Las palabras cimientan su propia realidad. El individuo náufrago en vocabulario acaba constriñendo su transitar vital, de suerte que, cuanto mayor sea nuestra riqueza gramatical, la intensidad existencial aumentará. Esto pienso a partir del reciente libro de Lucía Etxebarria: Más peligroso es no amar. Poliamor y otras muchas formas de relación sexual y amorosa en el siglo XXI (Aguilar). Mi mente enfoca su atención en ese curioso neologismo: poliamor, híbrido del griego poli «muchos» y del latín «amor». Este vocablo aglutina una suerte de republicanismo amoroso: «es la filosofía no posesiva, honesta, responsable y ética y la práctica de amar a varias personas al mismo tiempo».
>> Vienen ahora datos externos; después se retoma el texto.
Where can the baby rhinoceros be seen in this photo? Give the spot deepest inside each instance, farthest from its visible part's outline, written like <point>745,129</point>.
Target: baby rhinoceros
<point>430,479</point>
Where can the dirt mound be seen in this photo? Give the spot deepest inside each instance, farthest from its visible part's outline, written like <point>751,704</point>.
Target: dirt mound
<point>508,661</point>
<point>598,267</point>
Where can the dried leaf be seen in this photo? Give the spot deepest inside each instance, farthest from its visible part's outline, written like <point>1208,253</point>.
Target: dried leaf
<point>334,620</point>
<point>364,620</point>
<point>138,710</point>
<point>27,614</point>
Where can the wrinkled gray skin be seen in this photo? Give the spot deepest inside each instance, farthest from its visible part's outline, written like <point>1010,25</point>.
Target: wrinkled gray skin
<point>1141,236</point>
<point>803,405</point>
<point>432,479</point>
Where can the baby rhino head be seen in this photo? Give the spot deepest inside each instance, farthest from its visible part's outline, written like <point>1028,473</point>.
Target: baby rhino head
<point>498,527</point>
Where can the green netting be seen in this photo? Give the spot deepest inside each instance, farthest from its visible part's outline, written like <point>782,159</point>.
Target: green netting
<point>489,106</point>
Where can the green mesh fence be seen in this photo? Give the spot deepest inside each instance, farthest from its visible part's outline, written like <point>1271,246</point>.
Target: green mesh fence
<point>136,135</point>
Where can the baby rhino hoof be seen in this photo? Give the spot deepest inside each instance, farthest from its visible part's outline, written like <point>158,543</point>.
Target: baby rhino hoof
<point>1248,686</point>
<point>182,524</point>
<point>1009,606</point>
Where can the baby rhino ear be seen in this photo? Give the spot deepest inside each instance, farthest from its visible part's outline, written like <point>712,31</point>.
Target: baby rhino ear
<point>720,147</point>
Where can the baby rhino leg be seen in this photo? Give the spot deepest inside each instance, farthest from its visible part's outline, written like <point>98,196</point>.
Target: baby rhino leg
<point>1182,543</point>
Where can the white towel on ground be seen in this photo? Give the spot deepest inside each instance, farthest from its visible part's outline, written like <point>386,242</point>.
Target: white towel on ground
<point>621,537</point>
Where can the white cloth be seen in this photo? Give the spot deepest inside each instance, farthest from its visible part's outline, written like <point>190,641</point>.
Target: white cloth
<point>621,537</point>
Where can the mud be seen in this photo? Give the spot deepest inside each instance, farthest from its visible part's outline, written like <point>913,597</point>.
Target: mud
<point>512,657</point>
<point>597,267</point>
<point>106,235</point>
Esta vertiente amorosa evita el engaño. Ahora bien, si amar ya es difícil a saber quién abandera sin despeinarse el susodicho poliamor. Quizá porque servidor sea poco ducho en amoríos, me sorprenda esta capacidad de multiplicar esa rareza de nombre amor. La navaja de Ockham simplifica toda cuestión filosófica: en igualdad de condiciones, la explicación más sencilla suele ser la más probable. Con todo, aplicado a tamaña teoría psicológico-afectivo-sexual resulta harto complejo. La génesis de tal concepto apunta a los noventa. ¿Entonces cómo conceptualizar la inaudita relación entre Simone de Beauvoir y J. P. Sartre? Antes mejor plantearse otro interrogante intempestivo: ¿concuerdan las palabras con los hechos? ¿Hay hechos? ¿Y palabras? Quisiera sonsacar estos cuerpos poliamorosos. Por averiguar más que nada si ciertamente habitan la realidad inmediata o sólo la mental. La literatura y la imaginación hacen estas jugarretas. A saber si abundan en otro mundo distinto al mío, prolijo en maridos celosos amén de maniqueos. Caigo en la cuenta de aquella poderosa expresión categórica: «más peligroso es no amar». En efecto, son legión quienes ignoran la dimensión radical de tal engranaje social: amar o poliamar, ¿qué importa? Mi psicóloga aconseja verbalizar los problemas para ordenarlos. He ahí una rémora social: el orden, la norma, el concepto.